Il para*î*t que cette tournure est répandue aux Etats-Unis, il y a au moins trois personnes y résidant qui ont proposé cette variante. A moi aussi elle me semble sinon bizarre, du moins ambigu*ë*, mais ce n'est pas à moi d'en juger...


----------



## SwissPete

Maître Capello said:


> That turn of phrase looks odd from a grammatical standpoint because _color_ seems to play the role of an adjective modifying _car_, hence meaning _What non-black-and-white car is he going to buy?_ Is the phrase properly constructed? Is it colloquial?
> 
> _[...]_


From a grammatical standpoint, it may not be properly constructed, but it is colloquial.


----------



## frederic fatoux

What about 'What color did he choose for his new car' ?

As a French native, I think that the problem comes from the word-to-word translation and from the syntax of the French sentence. To be honest "De quelle couleur sera l'auto qu'il s'achetera" would not be what I would teach to someone learning French. Where does the 'de' comme from. Hence, the problem in English


----------



## CapnPrep

Maître Capello said:


> Is the phrase properly constructed? Is it colloquial?


It is completely natural for me, but not all English speakers use it or accept it. It works with many attributes other than color (size, flavor, etc.). See the following thread (and the English Only threads that it links to):
EN: quelle taille de X ?



Maître Capello said:


> By the way, if asked, _What color TV is he going to buy?_, what would you understand?
> a) _What color is going to be the TV he buys?_
> b) _What TV showing images in color is he going to buy?_


The question is ambiguous (but of course "ambiguous" ≠ "incorrect").


----------



## coup de hache

frederic fatoux said:


> To be honest "De quelle couleur sera  l'auto qu'il s'achetera" would not be what I would teach to someone  learning French.


Comment construiriez-vous cette phrase, alors?


----------



## frederic fatoux

coup de hache said:


> _To be honest "De quelle couleur sera l'auto qu'il s'achetera" would not be what I would teach to someone learning French.
> 
> _Comment construiriez-vous cette phrase, alors?



Voici des propositions 

Quelle sera la couleur de sa prochaine voiture ?
Quelle sera la couleur de la voiture qu’il va acheter (idée de going to) ?
Quelle sera la couleur de la voiture qu’il achètera (idée de will) ?

Par contre nous dirons « Il l'a prise en bleu ? - de quel bleu s'agit-il?"; "Il l'a prise en bleu nuit et pas en bleu pétrole"

C’est ce que j’enseignerais à des personnes qui apprennent le français.
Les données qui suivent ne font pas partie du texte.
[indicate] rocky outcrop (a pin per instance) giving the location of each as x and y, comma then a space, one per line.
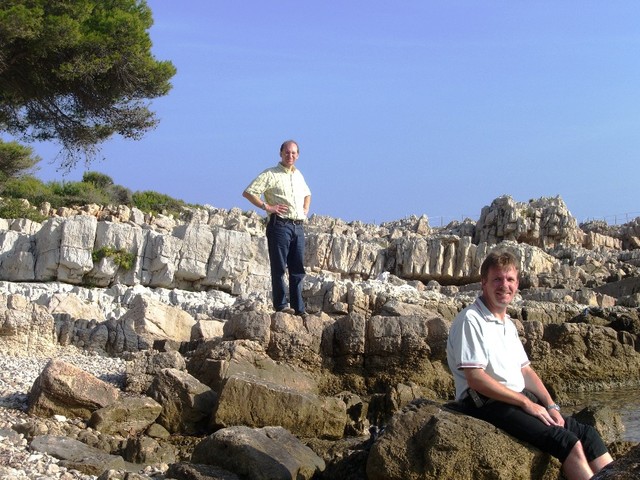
63, 389
427, 442
187, 303
270, 453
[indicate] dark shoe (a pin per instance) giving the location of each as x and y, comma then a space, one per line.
288, 310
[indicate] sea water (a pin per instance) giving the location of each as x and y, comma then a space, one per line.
624, 401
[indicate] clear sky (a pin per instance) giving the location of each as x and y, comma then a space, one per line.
400, 108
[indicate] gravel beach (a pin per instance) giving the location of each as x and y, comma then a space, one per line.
17, 375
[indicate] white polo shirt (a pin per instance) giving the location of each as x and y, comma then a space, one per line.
477, 339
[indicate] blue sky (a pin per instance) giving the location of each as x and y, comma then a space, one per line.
400, 108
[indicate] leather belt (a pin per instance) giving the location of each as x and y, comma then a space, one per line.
288, 220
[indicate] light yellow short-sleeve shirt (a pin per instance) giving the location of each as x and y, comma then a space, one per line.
281, 186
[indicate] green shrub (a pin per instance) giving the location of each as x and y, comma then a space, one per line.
31, 189
79, 193
99, 180
122, 258
120, 195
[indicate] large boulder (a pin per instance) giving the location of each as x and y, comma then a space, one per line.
270, 453
186, 403
128, 416
214, 362
428, 442
63, 389
253, 402
75, 455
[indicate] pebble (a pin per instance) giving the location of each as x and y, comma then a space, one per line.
17, 375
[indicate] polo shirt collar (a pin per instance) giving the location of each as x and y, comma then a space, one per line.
486, 313
284, 169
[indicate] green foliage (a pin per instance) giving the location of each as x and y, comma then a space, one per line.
122, 258
78, 72
99, 180
154, 202
95, 188
31, 189
15, 160
120, 195
79, 193
14, 208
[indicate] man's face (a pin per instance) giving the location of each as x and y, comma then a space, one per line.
500, 286
289, 155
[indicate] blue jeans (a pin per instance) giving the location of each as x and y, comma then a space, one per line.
285, 240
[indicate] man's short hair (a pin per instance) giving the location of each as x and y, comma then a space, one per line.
287, 142
498, 258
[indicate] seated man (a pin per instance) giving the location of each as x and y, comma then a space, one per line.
496, 383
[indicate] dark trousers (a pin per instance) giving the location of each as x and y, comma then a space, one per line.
285, 240
557, 441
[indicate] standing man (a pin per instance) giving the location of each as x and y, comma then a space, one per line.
496, 383
286, 201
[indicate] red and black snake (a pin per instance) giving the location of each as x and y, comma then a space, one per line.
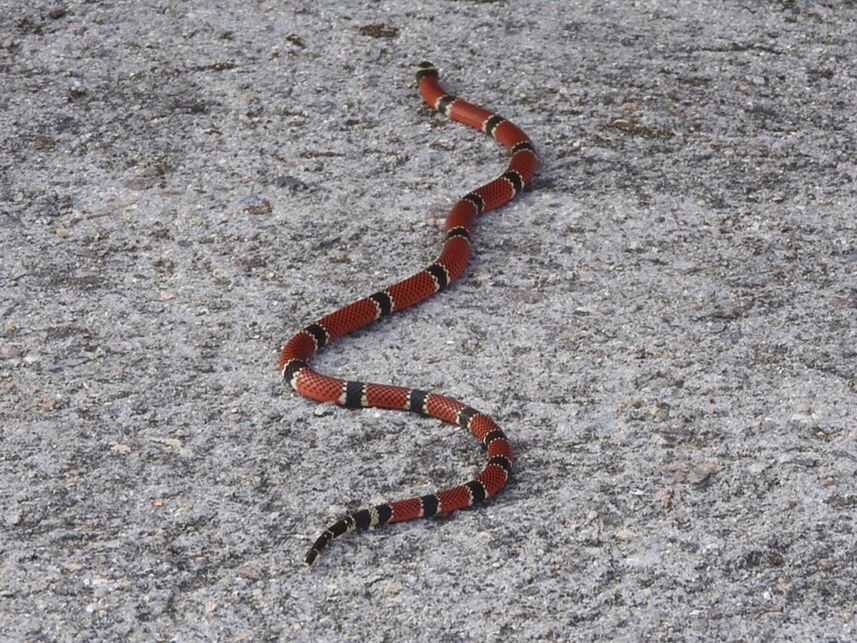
295, 355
Et pour qu’elles ne soient pas perdues une fois arrivées en France, je leur dirais que les phrases suivantes sont fréquentes :

La voiture qu’il va acheter, elle est quelle couleur ?
Qu’est-ce qu’il a choisi comme couleur pour la voiture qu’il va acheter ?
Il a choisi quoi comme couleur pour sa voiture ?


----------



## coup de hache

Merci, Frederic! C'est ce que j'appellerais épuiser la question!


----------



## Maître Capello

SwissPete said:


> From a grammatical standpoint, it may not be properly constructed, but it is colloquial.


Do you mean to say that it wouldn't be suitable in (careful) writing?

By the way, what about the following phrase, which is what I would have come up with as a non-native?

_What color is/will be the car he is going to buy?_ (Unless the car doesn't exist yet, the present sounds more natural to me than the future, in either language.)

PS. Thanks CapnPrep for the links to the EO threads. Those discussions are quite interesting!


----------



## mpatricksweeney

Maître Capello said:


> Do you mean to say that it wouldn't be suitable in (careful) writing?
> 
> By the way, what about the following phrase, which is what I would have come up with as a non-native?
> 
> _What color is/will be the car he is going to buy?_ (Unless the car doesn't exist yet, the present sounds more natural to me than the future, in either language.)
> 
> PS. Thanks CapnPrep for the links to the EO threads. Those discussions are quite interesting!



Yes, I think that's likely proper, MC.  The content of the question has the feel of dialogue; it's hard to formalize such a conversational tone.  In fact, with this question, we'd more likely say "what color car's he getting?"  The more formal, the stiffer and more uncomfortable this question becomes, which CdH apparently felt in her (technically correct) translation.  
Incidentally, although we say "what color car...?" we wouldn't say "the color car he bought is blue."  Rather, he bought a blue-colored car or the color _of the_ car [he bought] is blue.


----------